As detailed above, staff also continue to be concerned with how the State administers sales tax allocation under pre-internet methodologies, now including removing sales tax from the County for certain online purchases by unincorporated county residents and sending them to other counties across the state. This partially counteracts the historic 2019 implementation (AB 147) of new online sales tax reporting requirements following the 2018 US Supreme Court decision (South Dakota v. Wayfair). AB 147 required remote sellers (like third party sellers on Amazon) to remit sales taxes into county pools across the State.
Transient Occupancy Tax (TOT).
While not subject to the same risks as Sales Tax, TOT can equally be impacted quickly in sudden market or consumer trends. Fortunately, for our region, our tax base is diversified between long-destination trips and weekend travel where visitors can drive from their home location.
As shown in Chart D, TOT revenue has recovered to its pre-pandemic levels and will be improved with the increase effective January 1, 2023, raising rates from the prior 11% to 12% for hotel like stays and 14% for vacation rental like stays. Staff expects our FY 2023-24 revenue to be increased by $2.3 million, which, as the revenue was proposed, has helped reduce the size of the County's projected structural deficit.
Visit California’s September 2022 lodging forecast indicated that the “Central Coast” hotel and travel industry has fully recovered from the pandemic and by 2024 will reach hotel occupancy levels of 74% (over the 49% and 64% in 2020 and 2021) and revenue per room (RevPAR) of $183.30 (up from the $80.60 and $140.10 in 2020 and 2021). This projection and our local trends have strengthened our outlook on TOT revenue growth.

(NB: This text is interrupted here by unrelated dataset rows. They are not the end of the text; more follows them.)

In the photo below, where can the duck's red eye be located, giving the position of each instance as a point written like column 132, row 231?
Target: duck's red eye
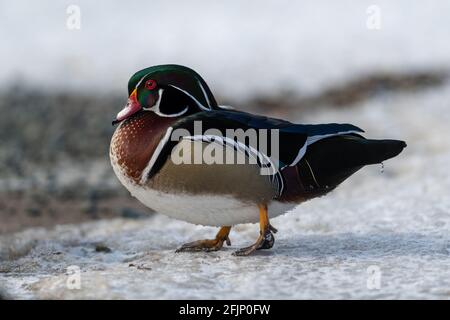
column 150, row 84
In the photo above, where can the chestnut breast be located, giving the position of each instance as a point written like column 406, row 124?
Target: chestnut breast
column 135, row 140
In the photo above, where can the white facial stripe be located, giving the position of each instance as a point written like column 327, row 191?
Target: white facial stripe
column 155, row 155
column 195, row 100
column 140, row 81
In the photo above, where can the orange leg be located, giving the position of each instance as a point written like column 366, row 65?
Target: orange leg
column 265, row 239
column 209, row 244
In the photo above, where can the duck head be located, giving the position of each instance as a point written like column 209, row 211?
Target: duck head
column 167, row 90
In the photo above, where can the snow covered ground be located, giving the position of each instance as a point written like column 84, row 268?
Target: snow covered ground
column 391, row 226
column 241, row 48
column 395, row 223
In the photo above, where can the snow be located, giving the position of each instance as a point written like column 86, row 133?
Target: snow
column 395, row 222
column 240, row 48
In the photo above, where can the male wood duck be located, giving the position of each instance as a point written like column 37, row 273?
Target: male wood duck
column 166, row 103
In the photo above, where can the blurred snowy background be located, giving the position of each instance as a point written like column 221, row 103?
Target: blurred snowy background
column 382, row 65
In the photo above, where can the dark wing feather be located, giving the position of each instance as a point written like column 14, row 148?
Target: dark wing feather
column 292, row 137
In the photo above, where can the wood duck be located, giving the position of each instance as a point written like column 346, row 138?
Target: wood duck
column 157, row 127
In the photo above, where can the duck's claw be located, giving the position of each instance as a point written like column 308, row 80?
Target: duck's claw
column 208, row 244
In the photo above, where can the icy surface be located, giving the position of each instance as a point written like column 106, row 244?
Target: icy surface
column 396, row 222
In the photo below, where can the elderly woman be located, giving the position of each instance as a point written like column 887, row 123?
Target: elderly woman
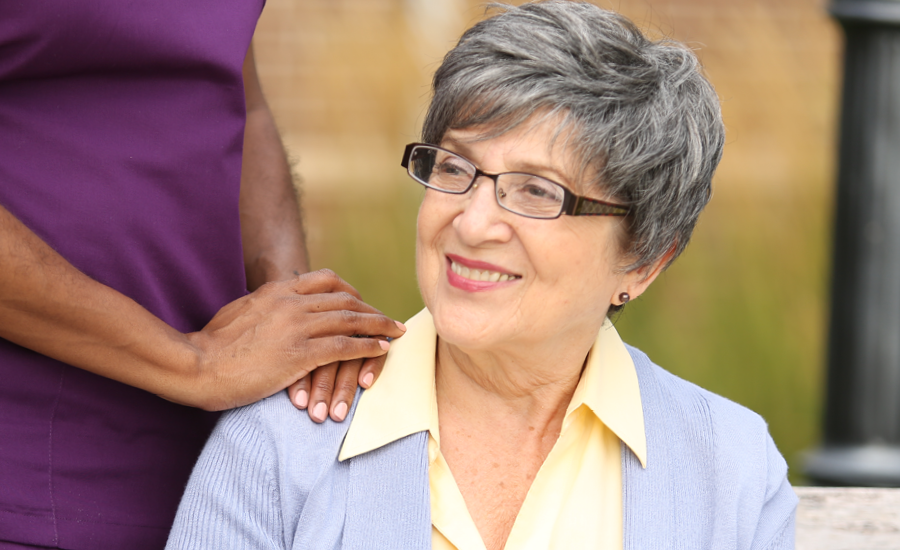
column 566, row 158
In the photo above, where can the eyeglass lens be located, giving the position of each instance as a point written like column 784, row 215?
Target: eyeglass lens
column 524, row 194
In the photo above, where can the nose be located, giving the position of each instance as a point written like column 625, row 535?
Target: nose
column 482, row 219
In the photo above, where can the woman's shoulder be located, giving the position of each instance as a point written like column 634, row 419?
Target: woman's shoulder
column 660, row 389
column 706, row 452
column 275, row 424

As discussed in depth on February 14, 2023, the County has experienced significant, multi-year delays in COVID and CZU fire reimbursements. Following months of FEMA outreach and support from our Congressional representatives and Board of Supervisors, staff expect that a portion of our $67 million of outstanding claims will be received this year and over the next few years. Our forecast includes the assumption that we would receive up to another $4.5 million this year to reach $5 million, and $14.5 million before the end of FY 2023-24. In our forecast, these first payments would restore our depleted reserves and be used to convert our primary General Fund reserve to be based on expenditure rather than revenue. And, because it is clear we need to continue to anticipate more climate based disaster events, staff will return in June 2023 with policies to strengthen our reserve policies.